# Ground breakers



## HauntCast (Jul 25, 2008)

I redesigned my first ground breaker (right) to look more like the second (left). I'm not sure about the final color. Someone told me that gray reflex color better. I'm going to try shining some different colored lights on it to see if that is correct.


----------



## pyro (Oct 7, 2006)

looks good chirs -what are they made with


----------



## Draik41895 (Oct 25, 2008)

woah!those are awesome!


----------



## Mr_Chicken (Nov 26, 2008)

Those are cool. I like the new one best.... the pose of his arm is great.
I second the motion to learn what they're made of... they look so different from anyone else's groundbreakers I've seen.


----------



## HauntCast (Jul 25, 2008)

The armature is pvc and plastic shopping bags and the rest is papier mache. I made the fingers for the zombie on the left with glue sticks cut and glued together.


----------



## DarkShadows (Feb 6, 2006)

lookin good!


----------



## dubbax3 (Jan 22, 2008)

Really great pose, lots of life, I mean movement.


----------



## Ghoul Friday (Oct 6, 2007)

dubbax3 said:


> Really great pose, lots of life, I mean movement.
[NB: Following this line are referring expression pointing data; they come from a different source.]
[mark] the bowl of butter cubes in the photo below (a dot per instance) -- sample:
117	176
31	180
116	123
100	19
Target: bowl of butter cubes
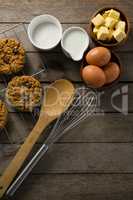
109	27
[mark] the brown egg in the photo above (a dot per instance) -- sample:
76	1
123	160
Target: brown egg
94	76
99	56
112	71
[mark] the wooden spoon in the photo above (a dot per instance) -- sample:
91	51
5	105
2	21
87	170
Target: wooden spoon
57	98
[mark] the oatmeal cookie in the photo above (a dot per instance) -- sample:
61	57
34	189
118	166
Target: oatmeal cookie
24	92
3	114
12	56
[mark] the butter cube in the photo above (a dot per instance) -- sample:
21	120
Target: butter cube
95	30
98	20
110	22
106	13
119	35
110	35
103	33
115	14
121	25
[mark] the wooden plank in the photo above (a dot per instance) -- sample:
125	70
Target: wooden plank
77	187
19	31
99	128
67	11
53	66
79	158
109	100
59	66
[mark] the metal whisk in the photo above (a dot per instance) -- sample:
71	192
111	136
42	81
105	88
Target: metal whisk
83	106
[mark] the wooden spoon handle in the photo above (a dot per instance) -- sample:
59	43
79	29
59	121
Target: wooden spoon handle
22	154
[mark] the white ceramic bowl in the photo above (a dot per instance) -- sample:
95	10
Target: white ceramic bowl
74	42
45	32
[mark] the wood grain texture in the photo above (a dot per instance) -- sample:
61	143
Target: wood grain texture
94	160
77	187
80	158
67	11
110	127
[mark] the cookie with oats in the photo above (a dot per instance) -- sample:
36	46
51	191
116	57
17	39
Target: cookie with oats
12	56
3	114
24	92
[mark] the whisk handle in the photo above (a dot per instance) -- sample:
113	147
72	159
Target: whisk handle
16	184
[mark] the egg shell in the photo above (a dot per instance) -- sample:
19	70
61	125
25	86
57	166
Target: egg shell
112	71
93	76
99	56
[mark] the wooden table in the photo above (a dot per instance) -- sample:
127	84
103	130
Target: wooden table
95	160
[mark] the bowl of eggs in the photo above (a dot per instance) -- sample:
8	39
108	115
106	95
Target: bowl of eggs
100	68
109	27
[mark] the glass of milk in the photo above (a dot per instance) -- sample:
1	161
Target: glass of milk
45	32
75	41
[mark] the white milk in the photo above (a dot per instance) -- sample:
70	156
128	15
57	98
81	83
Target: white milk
46	35
75	42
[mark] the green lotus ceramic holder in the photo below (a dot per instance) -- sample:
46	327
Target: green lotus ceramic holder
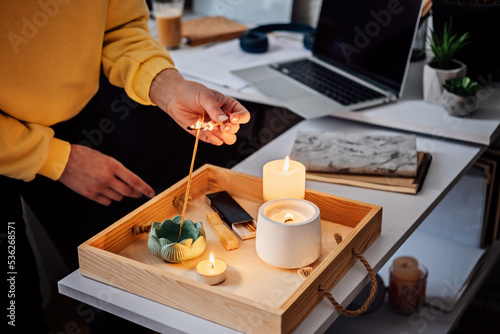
164	241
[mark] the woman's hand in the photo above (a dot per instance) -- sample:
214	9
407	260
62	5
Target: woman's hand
188	102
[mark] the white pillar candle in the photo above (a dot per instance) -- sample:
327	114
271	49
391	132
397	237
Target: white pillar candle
283	179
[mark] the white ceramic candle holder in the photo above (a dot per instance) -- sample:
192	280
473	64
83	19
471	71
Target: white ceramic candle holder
292	244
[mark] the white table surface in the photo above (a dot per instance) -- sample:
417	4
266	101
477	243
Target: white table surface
402	214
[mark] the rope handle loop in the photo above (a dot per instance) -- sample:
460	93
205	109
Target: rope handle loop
306	271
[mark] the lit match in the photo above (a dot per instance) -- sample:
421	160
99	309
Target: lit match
207	126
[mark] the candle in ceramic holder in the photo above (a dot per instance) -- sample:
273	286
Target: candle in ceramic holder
283	179
407	282
288	233
211	271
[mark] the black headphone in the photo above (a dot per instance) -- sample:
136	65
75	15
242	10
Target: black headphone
255	40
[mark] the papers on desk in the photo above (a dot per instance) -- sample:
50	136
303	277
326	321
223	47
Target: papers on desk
206	64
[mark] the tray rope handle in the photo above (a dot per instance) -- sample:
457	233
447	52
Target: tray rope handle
306	271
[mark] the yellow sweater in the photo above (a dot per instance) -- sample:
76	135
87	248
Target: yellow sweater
50	57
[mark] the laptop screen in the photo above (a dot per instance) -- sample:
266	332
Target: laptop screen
369	38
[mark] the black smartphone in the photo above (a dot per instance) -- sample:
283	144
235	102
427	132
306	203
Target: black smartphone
233	214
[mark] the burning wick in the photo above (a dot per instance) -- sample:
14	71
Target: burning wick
206	126
288	218
286	165
212	261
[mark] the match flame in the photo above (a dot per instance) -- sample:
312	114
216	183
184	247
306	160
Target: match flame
286	165
212	261
288	218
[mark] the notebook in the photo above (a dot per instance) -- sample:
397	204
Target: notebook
390	163
360	59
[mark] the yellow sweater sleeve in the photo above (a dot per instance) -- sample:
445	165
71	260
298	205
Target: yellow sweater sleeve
27	149
131	57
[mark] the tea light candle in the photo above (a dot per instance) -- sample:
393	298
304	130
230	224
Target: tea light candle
288	233
406	268
211	271
283	178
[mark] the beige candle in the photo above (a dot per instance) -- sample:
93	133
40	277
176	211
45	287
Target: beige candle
211	271
283	179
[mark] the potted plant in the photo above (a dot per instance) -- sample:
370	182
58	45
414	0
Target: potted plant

Exactly what I was thinking.


----------



## Fezzek (Feb 16, 2009)

Great job on the 2nd and don't stress about the lighting. How about a small flickering lantern in the raised arm?? Should cast off just the right amount of light you would need to pick up some of the details.


----------



## beelce (Jul 21, 2007)

They look good....


----------



## Don Givens (Dec 2, 2008)

yes, very good


----------



## Ghostess (Aug 21, 2005)

Nice job Chris!


----------



## ScreamingScarecrow (Oct 1, 2008)

Those are great ground breakers - I hope mine turn out that well when I get around to building some!
Remember white light shows all colors best so even if you wash your scene in an overall color you can still use small battery op white LEDs to highlight fine details and colors!


----------